Table 1 shows the physical properties of the resulting hollow silica particles before and after firing. In the measurement of the average pore diameter of the hollow silica particles after firing, it was confirmed that there was no peak at 1 nm or more. Further, in the powder X-ray diffraction measurement, it was confirmed that there was no peak in the diffraction angle (2θ) corresponding to the range where the crystal lattice spacing (d) was less than 1 nm.

  Since the hollow silica particles of the present invention can enclose air and various compounds and materials therein, they can be suitably used for applications such as lightweight materials, reinforcing fillers, paint fillers, and functional material-containing capsules. Moreover, according to the method of the present invention, hollow silica particles having a small average particle size and specific surface area can be efficiently produced.

Claims (6)

Hollow silica particles having an average particle size of 0.05 to 1 μm, 80% or more of the particles having a particle size within an average particle size of ± 30%, and a BET specific surface area of less than 30 m ² / g.   The hollow silica particles according to claim 1, wherein, in powder X-ray diffraction measurement, the silica lattice spacing (d) does not show a peak at a diffraction angle (2θ) corresponding to a range of less than 1 nm.
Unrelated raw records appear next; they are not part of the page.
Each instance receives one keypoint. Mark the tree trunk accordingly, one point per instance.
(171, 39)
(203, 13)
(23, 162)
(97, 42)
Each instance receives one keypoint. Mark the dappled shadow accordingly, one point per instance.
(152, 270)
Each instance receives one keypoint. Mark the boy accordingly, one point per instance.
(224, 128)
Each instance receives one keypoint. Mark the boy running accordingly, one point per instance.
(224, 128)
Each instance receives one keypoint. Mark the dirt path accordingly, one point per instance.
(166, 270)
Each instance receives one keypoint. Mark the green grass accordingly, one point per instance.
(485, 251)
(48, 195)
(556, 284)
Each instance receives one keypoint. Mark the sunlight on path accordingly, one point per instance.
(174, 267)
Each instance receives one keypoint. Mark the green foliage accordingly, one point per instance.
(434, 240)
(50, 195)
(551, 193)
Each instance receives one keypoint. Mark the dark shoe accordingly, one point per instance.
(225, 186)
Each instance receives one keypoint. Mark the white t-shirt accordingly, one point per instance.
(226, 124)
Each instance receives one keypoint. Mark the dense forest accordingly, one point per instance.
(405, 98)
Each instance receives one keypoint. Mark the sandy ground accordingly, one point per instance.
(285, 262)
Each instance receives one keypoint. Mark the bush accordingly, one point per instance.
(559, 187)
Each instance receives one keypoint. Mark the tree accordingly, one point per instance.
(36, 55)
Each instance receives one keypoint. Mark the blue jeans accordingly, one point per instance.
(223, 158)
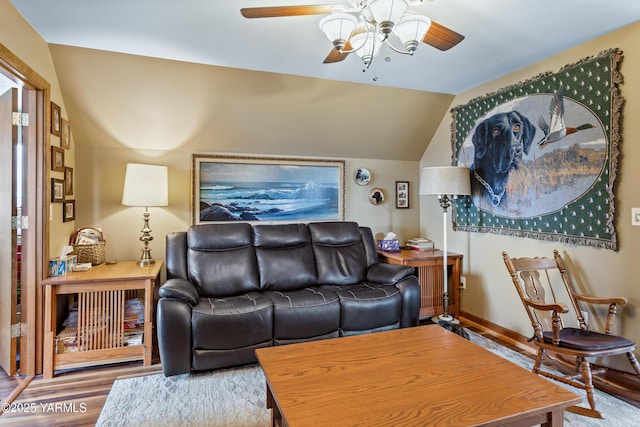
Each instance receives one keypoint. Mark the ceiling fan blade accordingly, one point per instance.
(442, 37)
(277, 11)
(336, 56)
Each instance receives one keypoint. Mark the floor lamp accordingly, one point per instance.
(447, 182)
(145, 185)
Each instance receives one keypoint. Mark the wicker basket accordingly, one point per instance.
(94, 253)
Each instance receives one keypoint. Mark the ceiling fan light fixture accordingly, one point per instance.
(338, 28)
(411, 30)
(387, 12)
(366, 45)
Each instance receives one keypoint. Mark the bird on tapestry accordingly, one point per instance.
(555, 130)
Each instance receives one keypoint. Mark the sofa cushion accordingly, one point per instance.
(221, 259)
(285, 257)
(340, 255)
(232, 322)
(304, 313)
(368, 306)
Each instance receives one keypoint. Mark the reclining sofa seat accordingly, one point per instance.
(232, 288)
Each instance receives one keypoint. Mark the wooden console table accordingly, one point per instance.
(430, 275)
(101, 303)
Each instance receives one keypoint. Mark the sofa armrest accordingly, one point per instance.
(180, 289)
(389, 274)
(174, 336)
In powder X-ray diffractometry, the hollow silica particles (A) containing air inside the particles exhibiting a peak at a diffraction angle (2θ) corresponding to a surface spacing (d) in the range of 1 to 12 nm, or disappeared by firing. A method for producing hollow silica particles having a BET specific surface area of less than 30 m ² / g, wherein the core-shell type silica particles (B) enclosing the material forming the hollow part are fired at a temperature exceeding 950 ° C.   The manufacturing method of the hollow silica particle of Claim 3 whose calcination temperature is 960-1500 degreeC. The manufacturing method of the hollow silica particle of Claim 3 or 4 with which a core-shell type silica particle (B) is obtained from the process containing following process AC.
Step A: 0.1 to 50 g / L of the polymer particles (a-1) or 0.1 to 100 mmol / L of the hydrophobic organic compound (a-2), and the following general formulas (1) and (2) And 0.1 to 100 mmol / L of one or more (b) selected from quaternary ammonium salts represented by the formula (1)) and 0.1 to 100 mmol of silica source (c) that produces a silanol compound by hydrolysis. Of preparing an aqueous solution containing / L [R ¹ (CH ₃ ) ₃ N] ⁺ X ⁻ (1)
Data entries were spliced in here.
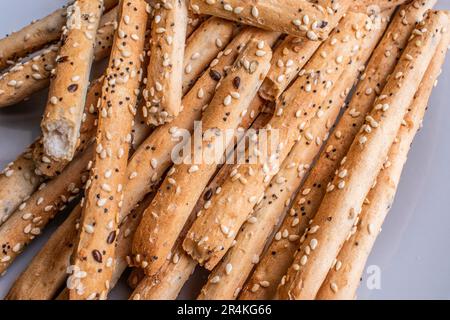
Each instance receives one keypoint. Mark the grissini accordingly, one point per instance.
(165, 218)
(156, 150)
(288, 59)
(46, 273)
(165, 70)
(211, 36)
(94, 252)
(279, 255)
(213, 232)
(51, 167)
(124, 237)
(358, 170)
(236, 265)
(166, 284)
(26, 78)
(18, 181)
(300, 18)
(367, 6)
(343, 279)
(36, 35)
(68, 87)
(26, 223)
[R ¹ R ² (CH ₃ ) ₂ N] ⁺ X ⁻ (2)
(In the formula, R ¹ and R ² each independently represents a linear or branched alkyl group having 4 to 22 carbon atoms, and X represents a monovalent anion.)
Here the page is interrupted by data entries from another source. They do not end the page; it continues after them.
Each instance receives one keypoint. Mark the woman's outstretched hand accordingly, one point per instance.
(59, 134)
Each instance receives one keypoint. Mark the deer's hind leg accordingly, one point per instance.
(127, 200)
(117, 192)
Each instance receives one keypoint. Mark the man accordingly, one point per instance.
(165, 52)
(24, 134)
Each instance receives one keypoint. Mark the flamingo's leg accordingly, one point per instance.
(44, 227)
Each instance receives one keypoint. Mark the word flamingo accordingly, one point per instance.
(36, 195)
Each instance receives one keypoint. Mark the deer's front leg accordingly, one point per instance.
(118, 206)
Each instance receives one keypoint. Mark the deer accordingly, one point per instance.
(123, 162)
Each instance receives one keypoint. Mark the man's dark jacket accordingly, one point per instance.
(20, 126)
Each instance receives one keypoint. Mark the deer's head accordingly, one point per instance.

Step B: The aqueous solution obtained in Step A is stirred at a temperature of 10 to 100 ° C., has an outer shell composed of silica, and has polymer particles (a-1) or a hydrophobic organic compound (a Step 2 for preparing an aqueous dispersion of proto-core-shell type silica particles having -2) Step C: Step for separating the core-shell type silica particles (B) from the aqueous dispersion obtained in Step B   The method for producing hollow silica particles according to any one of claims 3 to 5, wherein the hollow silica particles (A) containing air inside the particles are obtained by firing the core-shell type silica particles (B).